Dışişleri Bakanlığı Sözcüsü Bilgiç, söz konusu kararın "Avrupa insan hakları sisteminin itibarının bir kez daha sorgulanmasına sebep olduğunu" söyledi.

Hukuk kuralları geneldir

Bu açıklamalar net olarak gösteriyor ki, hükümetin meseleye şahsi yaklaşması, yargılanan kişiye odaklanması, hukuki bakış açısının önüne geçiyor. İsimler ön plana çıktığında, siyasi saikler konuşuluyor, mahkemelerden de siyasi çerçevede karar beklentisi doğuyor.

Oysa hukuk kuralları soyuttur, geneldir. Osman, Orhan, Hasan, Ali, Veli fark etmeksizin uygulanır.

Nitekim İnsan Hakları Avrupa Mahkemesi de bizim mahkemelerimizin Kavala hakkındaki kararlarını siyasi olmakla eleştiriyor.

Davaya en özet haliyle baktığımızda; İnsan Hakları Avrupa Mahkemesi''nin "dosyada delil bulunmaması gerekçesiyle Kavala''nın derhal tahliye edilmesi" yönünde verdiği kararlara ulusal mahkemelerimizin uymadığını görüyoruz.

Nihayetinde ise, Kavala ve diğer sanıkların darbeye teşebbüs suçundan beraat ve tahliye kararının 30. Ağır Ceza Mahkemesi tarafından verildiğini görüyoruz. Bakan Bozdağ''ın "biz mahkemenin kararlarına uyduk" dediği nokta da işte burası.

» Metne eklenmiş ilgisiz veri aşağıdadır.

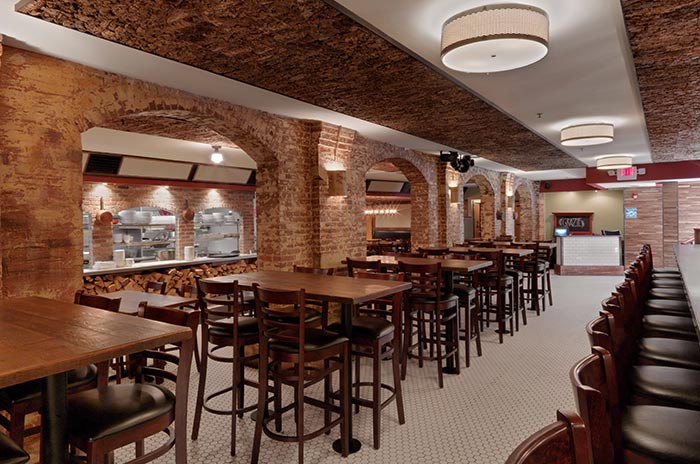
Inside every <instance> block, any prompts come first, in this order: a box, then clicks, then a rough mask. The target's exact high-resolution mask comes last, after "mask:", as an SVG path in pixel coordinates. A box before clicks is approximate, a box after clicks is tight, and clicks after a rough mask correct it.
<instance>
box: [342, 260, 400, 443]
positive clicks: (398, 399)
mask: <svg viewBox="0 0 700 464" xmlns="http://www.w3.org/2000/svg"><path fill="white" fill-rule="evenodd" d="M354 276H355V277H357V278H359V279H378V280H394V281H403V280H404V274H403V273H395V274H378V273H371V272H362V271H359V272H355V275H354ZM402 298H403V295H402V292H399V293H395V294H393V295H392V296H391V297H390V298H383V299H379V300H374V301H370V302H368V303H365V304H363V305H360V306H357V307H356V308H355V314H354V315H353V319H352V339H351V344H352V347H353V350H352V354H353V355H354V356H355V378H354V384H353V387H354V389H355V393H354V396H353V403H354V404H355V412H358V411H359V407H360V406H364V407H368V408H372V424H373V440H374V448H375V449H379V444H380V434H381V411H382V409H384V408H385V407H387V406H388V405H389V404H390V403H391V402H392V401H396V410H397V413H398V416H399V424H404V423H405V422H406V419H405V414H404V408H403V395H402V393H401V373H400V366H399V361H400V357H401V350H400V344H399V341H400V339H401V300H402ZM386 316H388V317H389V319H390V320H391V322H389V321H388V320H387V319H386ZM328 330H331V331H333V332H338V333H340V332H341V331H342V326H341V324H339V323H336V324H331V325H329V326H328ZM360 357H366V358H371V359H372V381H371V382H362V381H361V380H360V359H359V358H360ZM384 359H391V362H392V371H393V374H394V385H393V386H392V385H387V384H384V383H382V370H381V366H382V360H384ZM360 387H372V399H369V400H368V399H364V398H362V397H361V396H360ZM382 389H384V390H386V391H388V392H389V393H390V395H389V397H387V398H386V399H385V400H384V401H382V392H381V390H382Z"/></svg>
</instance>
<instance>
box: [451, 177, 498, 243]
mask: <svg viewBox="0 0 700 464" xmlns="http://www.w3.org/2000/svg"><path fill="white" fill-rule="evenodd" d="M459 183H460V189H461V187H464V185H465V184H467V183H473V184H476V185H477V187H479V193H480V195H481V217H480V222H481V238H483V239H493V238H495V237H496V231H497V230H500V223H501V220H499V219H497V218H496V205H497V204H499V201H500V187H499V177H498V173H497V172H495V171H487V170H485V169H479V168H478V167H475V168H472V169H470V170H469V172H467V173H465V174H461V175H460V176H459Z"/></svg>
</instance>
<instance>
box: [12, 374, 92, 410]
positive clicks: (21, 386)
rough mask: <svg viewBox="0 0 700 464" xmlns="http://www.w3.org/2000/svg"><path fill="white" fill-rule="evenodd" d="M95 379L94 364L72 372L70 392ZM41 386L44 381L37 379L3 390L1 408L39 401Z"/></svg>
mask: <svg viewBox="0 0 700 464" xmlns="http://www.w3.org/2000/svg"><path fill="white" fill-rule="evenodd" d="M95 379H97V367H96V366H95V365H94V364H90V365H89V366H84V367H79V368H78V369H73V370H70V371H68V374H67V382H68V390H71V389H73V388H78V387H82V386H84V385H87V384H89V383H91V382H93V381H95ZM41 385H42V380H41V379H37V380H32V381H29V382H24V383H20V384H18V385H12V386H10V387H5V388H3V389H2V390H0V406H2V407H6V408H7V407H10V406H12V405H14V404H17V403H24V402H26V401H34V400H37V401H39V400H40V399H41Z"/></svg>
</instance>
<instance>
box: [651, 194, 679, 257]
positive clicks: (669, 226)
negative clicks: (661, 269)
mask: <svg viewBox="0 0 700 464" xmlns="http://www.w3.org/2000/svg"><path fill="white" fill-rule="evenodd" d="M661 185H662V191H663V193H662V201H663V230H664V232H663V247H664V248H663V261H660V260H659V258H660V257H657V256H656V255H655V261H656V266H660V265H661V263H662V262H663V265H664V266H675V265H676V257H675V254H674V252H673V247H674V246H675V245H677V244H678V183H677V182H664V183H663V184H661Z"/></svg>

Ancak, Bakan, Kavala hakkında aynı dosya üzerinden ve dosyaya hiçbir delil eklenmeden soruşturma açıldığını ve Kavala''nın aynı dosya üzerinden aynı delil noksanlığına rağmen tutuklandığını sanırım unutuyor.

Yani, Kavala aynı dosyadan hem beraat ediyor hem de tutuklanıyor.

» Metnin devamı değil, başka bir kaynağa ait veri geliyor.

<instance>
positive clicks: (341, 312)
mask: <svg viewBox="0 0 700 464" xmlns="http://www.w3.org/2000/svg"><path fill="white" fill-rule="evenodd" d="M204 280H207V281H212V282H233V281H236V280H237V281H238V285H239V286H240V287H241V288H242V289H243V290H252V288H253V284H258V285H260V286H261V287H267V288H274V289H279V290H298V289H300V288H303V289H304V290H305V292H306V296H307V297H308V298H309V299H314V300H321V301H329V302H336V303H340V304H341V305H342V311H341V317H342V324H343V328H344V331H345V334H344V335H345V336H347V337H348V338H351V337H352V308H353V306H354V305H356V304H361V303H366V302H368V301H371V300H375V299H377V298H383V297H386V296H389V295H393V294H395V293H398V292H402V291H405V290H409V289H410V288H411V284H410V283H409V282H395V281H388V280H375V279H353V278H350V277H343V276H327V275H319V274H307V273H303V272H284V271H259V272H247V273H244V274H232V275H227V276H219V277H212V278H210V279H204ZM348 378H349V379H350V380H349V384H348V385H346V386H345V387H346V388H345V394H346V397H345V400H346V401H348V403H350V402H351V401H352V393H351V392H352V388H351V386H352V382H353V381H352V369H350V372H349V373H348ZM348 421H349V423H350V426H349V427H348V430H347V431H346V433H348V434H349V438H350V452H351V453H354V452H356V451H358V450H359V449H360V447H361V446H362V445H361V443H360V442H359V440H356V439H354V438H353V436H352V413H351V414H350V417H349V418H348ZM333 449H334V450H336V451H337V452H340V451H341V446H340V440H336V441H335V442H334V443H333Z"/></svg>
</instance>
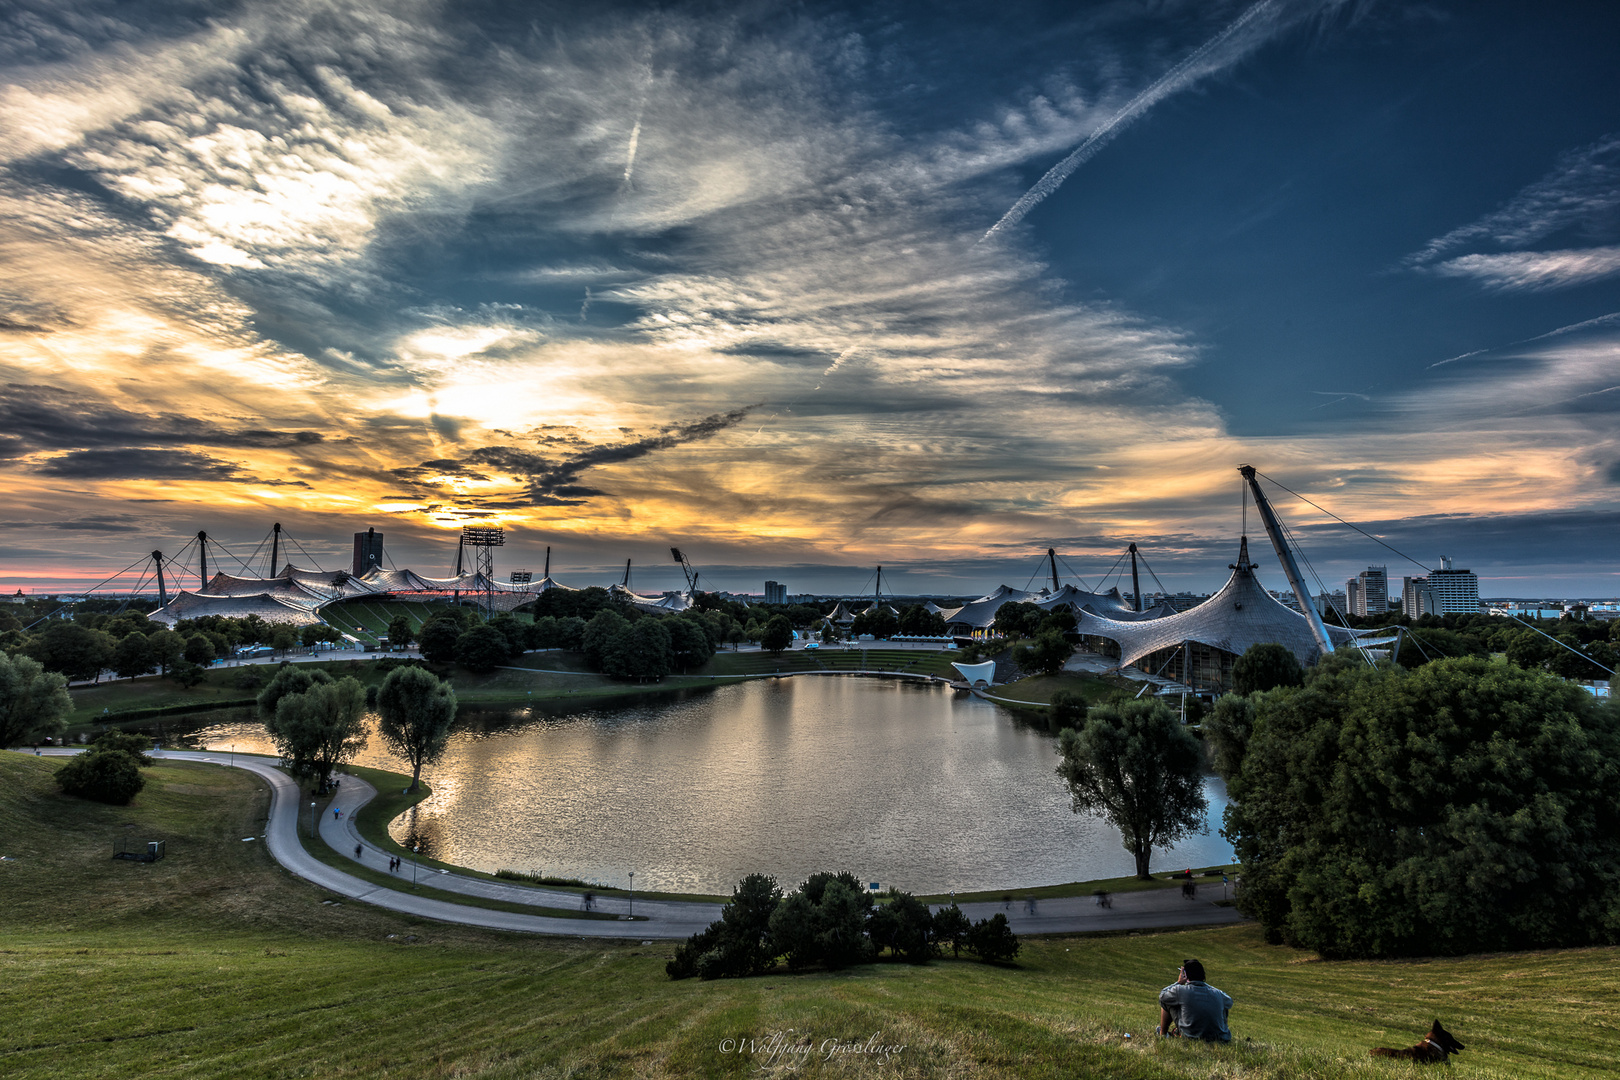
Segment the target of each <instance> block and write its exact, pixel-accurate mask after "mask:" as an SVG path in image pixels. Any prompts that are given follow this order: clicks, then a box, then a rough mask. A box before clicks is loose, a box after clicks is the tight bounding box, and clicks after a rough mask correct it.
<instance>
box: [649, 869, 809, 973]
mask: <svg viewBox="0 0 1620 1080" xmlns="http://www.w3.org/2000/svg"><path fill="white" fill-rule="evenodd" d="M781 899H782V891H781V889H779V887H778V886H776V879H774V878H770V876H766V874H748V876H747V878H744V879H742V881H739V882H737V887H735V889H732V892H731V900H729V902H727V904H726V907H723V908H721V913H719V918H718V920H716V921H713V923H710V925H708V928H706V929H701V931H698V933H695V934H692V938H689V939H687V941H685V944H682V946H680V947H679V949H676V955H674V959H671V960H669V963H666V965H664V972H666V973H667V975H669V978H674V980H680V978H690V976H693V975H698V976H701V978H705V980H711V978H724V976H732V978H742V976H747V975H760V973H761V972H765V970H766V968H768V967H770V965H773V963H774V962H776V954H778V949H776V946H774V944H773V941H771V913H773V912H776V905H778V904H781Z"/></svg>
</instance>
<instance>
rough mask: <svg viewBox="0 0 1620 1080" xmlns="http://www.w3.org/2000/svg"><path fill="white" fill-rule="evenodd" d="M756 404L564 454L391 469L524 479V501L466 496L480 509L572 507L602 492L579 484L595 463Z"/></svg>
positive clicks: (419, 466) (487, 449)
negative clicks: (655, 435)
mask: <svg viewBox="0 0 1620 1080" xmlns="http://www.w3.org/2000/svg"><path fill="white" fill-rule="evenodd" d="M757 408H760V405H745V406H742V408H734V410H731V411H729V413H714V415H713V416H705V418H703V419H697V421H692V423H690V424H672V426H669V427H664V429H663V431H661V432H658V434H656V436H646V437H645V439H635V440H630V442H611V444H606V445H599V447H591V449H588V450H580V452H577V453H572V455H569V457H564V458H549V457H546V455H543V453H535V452H531V450H522V449H518V447H480V449H476V450H473V452H470V453H468V455H467V457H465V458H458V460H457V458H439V460H434V461H423V463H421V465H413V466H407V468H399V470H394V471H392V474H394V476H395V478H397V479H402V481H407V483H416V484H431V483H433V478H436V476H457V478H462V479H480V481H483V479H489V476H488V474H486V473H483V471H480V470H481V468H483V470H494V471H497V473H502V474H505V476H525V478H528V492H527V495H525V497H523V499H512V497H497V499H491V500H480V499H476V497H475V499H468V500H467V502H468V504H471V505H476V507H480V508H483V510H517V508H523V507H544V505H551V507H572V505H578V504H582V502H585V500H586V499H590V497H593V495H603V494H606V492H603V491H599V489H596V487H588V486H585V484H580V483H578V479H580V474H582V473H583V471H586V470H590V468H595V466H598V465H617V463H620V461H633V460H637V458H642V457H646V455H648V453H654V452H658V450H667V449H671V447H679V445H682V444H685V442H698V440H701V439H708V437H711V436H716V434H719V432H723V431H726V429H727V427H732V426H735V424H737V423H740V421H742V419H744V418H745V416H747V415H748V413H752V411H753V410H757ZM538 442H543V444H562V445H578V440H577V439H575V437H564V436H543V437H539V439H538Z"/></svg>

Oysa 12. yüzyıldan beri, hukukun genel ilkesi gereği, aynı suçtan iki kere yargılama yapılması mümkün değil.

İnsan Hakları Avrupa Mahkemesi kararları bağlayıcıdır

İnsan Hakları Avrupa Mahkemesi kararları beğenilmeyebilir, eleştirilebilir, hatta dileyen Bilgiç''in yukarıdaki açıklamasındaki gibi mahkemenin sisteminin itibarını dahi sorgulayabilir.

Ancak kararlarına uyulmak zorundadır; İnsan Hakları Avrupa Mahkemesi kararları için "Bizi bağlamaz" denemez.

Hukuk devleti olmak, önce hukuk demektir.

Zira bizi "dalgalı denizden" kurtarabilecek olan esas unsur, hukuktur.